Perfecting the public-private partnership: Is X-energy leading the way?
X-energy has been having a good year. Not only did Dow announce plans to invest in the company’s high-temperature gas reactor (HTGR) technology and deploy an Xe-100 reactor at a U.S. Gulf Coast facility for power and process heat by 2030, in parallel with the Xe-100 demo planned for Washington state with support from the Advanced Reactor Demonstration Program (ARDP), but X-energy’s fuel subsidiary, TRISO-X, has applied for a fuel facility license and aims to have a commercial fuel plant operating in 2025, and Canadian provinces are signaling their interest in the technology. And while news of Dow’s investment broke with well-deserved fanfare, the company’s serious interest in HTGRs—and federal support for HTGR development—goes way back.
First, the NGNP: Before the ARDP, there was the Next Generation Nuclear Plant (NGNP), which was established by an act of Congress and envisioned as an HTGR built at Idaho National Laboratory and capable of demonstrating large-scale hydrogen production by 2021.

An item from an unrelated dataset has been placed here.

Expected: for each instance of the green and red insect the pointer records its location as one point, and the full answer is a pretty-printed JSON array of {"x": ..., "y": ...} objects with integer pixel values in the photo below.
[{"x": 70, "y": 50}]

Several companies, including Dow, Entergy, Westinghouse, and Areva, formed an NGNP Industry Alliance on the private side of the planned NGNP public-private partnership. It soon became apparent, however, that the Department of Energy and the NGNP Industry Alliance had different opinions about the best way to proceed with deployment, with Dow and Entergy emphasizing the potential industrial customer base in the Gulf Coast.
Fred Moore had served both as the executive director of NGNP Industry Alliance and as the global director of manufacturing and technology for Dow’s energy business when he published an ANS Nuclear Cafe article in 2011 listing eight reasons HTGRs were game changers, including a study by the alliance that “identified the market for this technology at 600 reactors.” Moore named “a few of the major policy issues facing the United States and other nations today,” including “energy security, jobs, long-term stable energy prices, and climate change.”
Dow returns: More than 10 years on, those issues are even more pressing.
“Advanced small modular nuclear technology is going to be a critical tool for Dow's path to zero-carbon emissions and our ability to drive growth by delivering low-carbon products to our customers,” said Dow chairman and chief executive officer Jim Fitterling, as he announced Dow’s investment in X-energy earlier this month. “X-energy’s technology is among the most advanced, and when deployed will deliver safe, reliable, low-carbon power and steam. This is a great opportunity for Dow to lead our industry in carbon-neutral manufacturing by deploying next-generation nuclear energy.”
TRISO in the lab: The DOE took the opportunity to celebrate X-energy’s completion of a six-year Advanced Reactor Concepts award yesterday. Yet the nation’s investment in HTGR technology significantly predates the ARC award, announced in 2016 with just $6 million of funding from the DOE.
The DOE began a concerted effort to develop and test TRISO fuels in 2002 with HTGR technology in mind. A feature article written by Paul A. Demkowicz of INL and John D. Hunn of Oak Ridge National Laboratory, “Two decades of DOE investment lays the foundation for TRISO-fueled reactors” (Nuclear News, Aug. 2020, p. 66), provides an excellent summary of the DOE’s TRISO R&D. While the Advanced Gas Reactor Fuel Development and Qualification Program initiated in 2002 focused on TRISO particles using low-enriched uranium, the Xe-100 and several other advanced reactor designs under development would use high-assay low-enriched uranium (HALEU).
TRISO goes commercial: X-energy announced in April 2022 that TRISO-X would build the TRISO-X Fuel Fabrication Facility, dubbed TF3, in Oak Ridge, Tenn., following pilot plant production at Oak Ridge National Laboratory through a public-private partnership. The very next day, TRISO-X applied to the Nuclear Regulatory Commission for a fuel facility license.
The TF3 commercial plant will produce HALEU TRISO particles and fabricate them into fuel forms, including the spherical graphite “pebbles” for the Xe-100. Commissioning and start-up are scheduled for as early as 2025, according to X-energy.
X-energy is not the only company pushing ahead with TRISO fuel, which holds promise to fuel more than HTGR reactors. BWX Technologies is under contract to produce TRISO particles and demonstrate performance under a defined production schedule, and Ultra Safe Nuclear just opened a pilot-scale TRISO fuel facility in Oak Ridge last week.
Public-private partnerships—getting it right: Along with X-energy, other companies are attracting public and private funding. A full 10 reactor concepts received funding in the three-tiered ARDP announcements of 2020, and the recent passage of the Inflation Reduction Act has raised expectations that more federal funding could soon support nuclear power and the versatile clean energy benefits it can deliver. If the DOE, technology developers, and private investors have learned from the lessons of the NGNP and hit on a public-private partnership model that works, it hasn’t come too soon.